Assim como a solução também não dependerá pura e simplesmente de apenas treinar as pessoas. Nem de formar novas gerações pois não há novas gerações dispostas a participar dessa festa. É preciso um novo olhar. Entender que a relação das pessoas com o trabalho está mudando. Que é preciso haver mais equilíbrio nessa balança entre vida pessoal e vida profissional. Que é possível fazer mais com mais. Que possuir um bom time de atendimento passa obrigatoriamente por ter clareza de objetivos, contratar melhor, integrar as pessoas ao time olhando para o futuro e não apenas para próximo final de semana, repensar escalas, jornada de trabalho, espaços de convivência, salários melhore e lideranças realmente capazes de terem relações honestas e transparentes, focadas na formação e capacitação de novos líderes. Entre outras tantas coisas que ainda podemos fazer.

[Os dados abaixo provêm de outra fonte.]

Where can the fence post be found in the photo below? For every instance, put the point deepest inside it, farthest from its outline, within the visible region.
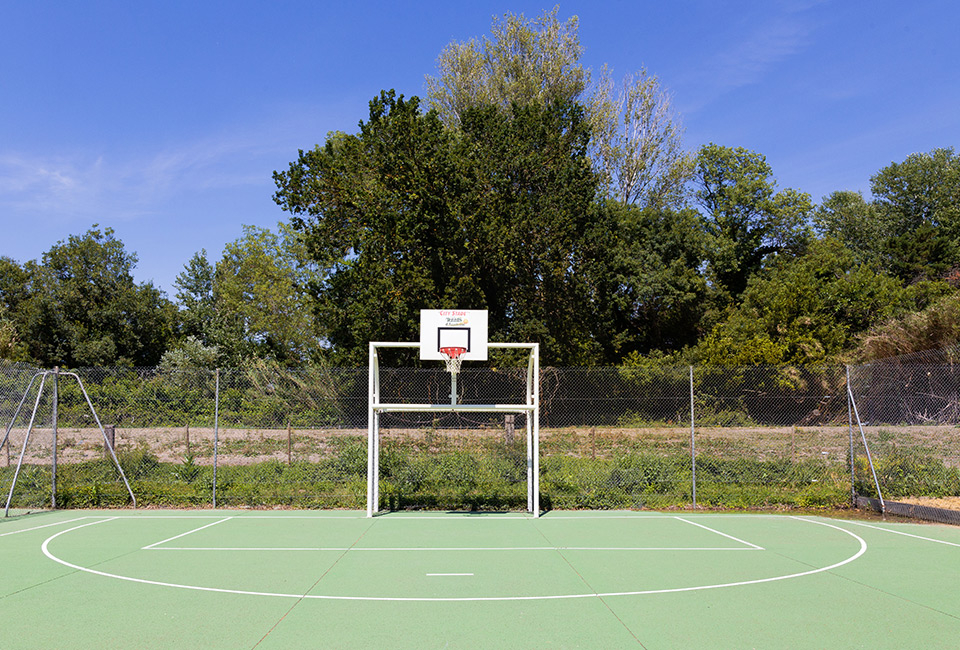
(53, 466)
(110, 430)
(216, 431)
(853, 475)
(693, 444)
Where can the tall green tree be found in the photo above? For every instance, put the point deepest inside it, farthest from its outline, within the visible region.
(636, 145)
(195, 298)
(260, 305)
(408, 214)
(84, 309)
(919, 203)
(747, 219)
(646, 287)
(807, 310)
(525, 62)
(856, 223)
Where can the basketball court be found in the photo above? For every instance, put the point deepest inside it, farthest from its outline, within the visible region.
(247, 579)
(137, 578)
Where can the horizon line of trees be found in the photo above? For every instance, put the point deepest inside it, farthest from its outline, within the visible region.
(566, 208)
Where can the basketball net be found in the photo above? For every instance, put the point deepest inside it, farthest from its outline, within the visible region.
(453, 358)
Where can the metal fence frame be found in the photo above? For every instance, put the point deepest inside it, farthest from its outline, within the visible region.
(875, 403)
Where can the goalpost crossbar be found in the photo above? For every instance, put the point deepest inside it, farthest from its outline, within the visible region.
(530, 407)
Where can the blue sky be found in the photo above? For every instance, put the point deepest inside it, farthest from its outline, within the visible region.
(164, 120)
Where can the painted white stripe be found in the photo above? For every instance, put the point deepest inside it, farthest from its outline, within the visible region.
(27, 530)
(189, 532)
(341, 549)
(900, 532)
(712, 530)
(448, 574)
(45, 547)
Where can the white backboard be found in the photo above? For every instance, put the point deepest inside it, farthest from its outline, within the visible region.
(463, 328)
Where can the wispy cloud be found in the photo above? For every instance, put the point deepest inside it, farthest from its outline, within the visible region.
(749, 56)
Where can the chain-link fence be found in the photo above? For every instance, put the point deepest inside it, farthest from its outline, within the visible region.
(752, 437)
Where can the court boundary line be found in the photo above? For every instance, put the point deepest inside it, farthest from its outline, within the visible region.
(863, 549)
(900, 532)
(189, 532)
(27, 530)
(693, 523)
(390, 549)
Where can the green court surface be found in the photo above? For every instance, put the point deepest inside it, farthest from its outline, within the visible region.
(332, 579)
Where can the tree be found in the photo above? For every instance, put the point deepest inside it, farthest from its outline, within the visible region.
(747, 219)
(637, 142)
(195, 298)
(918, 201)
(526, 62)
(807, 310)
(851, 220)
(408, 215)
(84, 309)
(14, 282)
(259, 302)
(923, 189)
(646, 288)
(636, 137)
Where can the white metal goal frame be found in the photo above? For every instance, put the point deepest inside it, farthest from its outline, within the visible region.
(530, 407)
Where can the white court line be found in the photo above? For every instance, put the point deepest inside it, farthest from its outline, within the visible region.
(378, 549)
(898, 532)
(448, 574)
(26, 530)
(693, 523)
(45, 547)
(189, 532)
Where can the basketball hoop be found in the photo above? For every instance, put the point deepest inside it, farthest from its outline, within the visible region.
(452, 356)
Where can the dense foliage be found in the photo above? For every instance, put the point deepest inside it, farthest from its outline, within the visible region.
(566, 209)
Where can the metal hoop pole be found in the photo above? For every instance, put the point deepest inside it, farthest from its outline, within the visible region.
(106, 440)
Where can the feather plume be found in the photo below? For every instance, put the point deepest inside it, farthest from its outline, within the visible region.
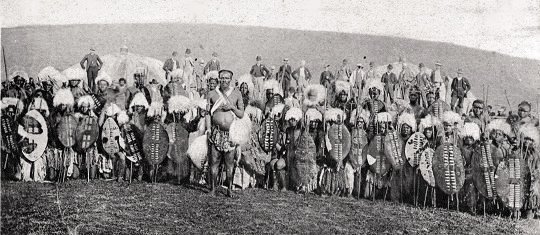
(277, 109)
(122, 118)
(314, 94)
(409, 119)
(501, 125)
(376, 83)
(313, 114)
(86, 100)
(139, 99)
(179, 104)
(112, 109)
(332, 114)
(295, 113)
(63, 96)
(470, 129)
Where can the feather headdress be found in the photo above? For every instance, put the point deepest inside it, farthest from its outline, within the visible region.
(501, 125)
(334, 114)
(529, 131)
(247, 79)
(277, 109)
(313, 114)
(156, 108)
(272, 84)
(376, 83)
(253, 112)
(122, 118)
(407, 118)
(295, 113)
(139, 99)
(314, 94)
(63, 96)
(470, 129)
(86, 100)
(343, 86)
(179, 104)
(103, 76)
(364, 115)
(39, 104)
(384, 117)
(451, 118)
(112, 109)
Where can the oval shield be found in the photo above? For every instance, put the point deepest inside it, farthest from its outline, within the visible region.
(34, 135)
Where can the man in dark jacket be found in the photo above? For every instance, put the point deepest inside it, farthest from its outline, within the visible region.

Pensando em serviços no segmento da hospitalidade, há dois caminhos possíveis que podemos imaginar no horizonte de médio e longo prazo. O primeiro, da introdução de novas tecnologias que ajudará a tornar o serviço mais rápido, mais eficiente e mais barato, substituindo a necessidade de mão de obra humana. Já há diversas ações nesse caminho em redes de fast food, restaurantes casuais e na própria hotelaria. Ou seja, haverá ainda mais desemprego e pessoas lutando por sua sobrevivência com salários ainda mais baixos, degradando sua condição de vida. O outro, que tornará o serviço mais exclusivo e caro, para àqueles que estiverem dispostos a pagar por isso. O serviço humano e especializado deverá ser capaz de entregar mais qualidade, excelência, customização, eficiência e experiências diferenciadas. Não será possível entregar esse tipo de serviço sem a melhora da qualidade da mão de obra. Profissionais com melhor formação e mais capacitados serão necessários para que os clientes recebam e percebam valor na relação com as marcas, empresas, negócios e serviços.
Há muito o que se fazer, pensar e repensar. E enquanto esse futuro próximo não chega para valer e o passado distante não nos deixa de vez, nos resta aqui no presente, cuidar e fazer o melhor possível pelos nossos times e pelas pessoas que os formam. Afinal, empatia, gentileza, carinho, atenção e cuidado não fazem mal a ninguém.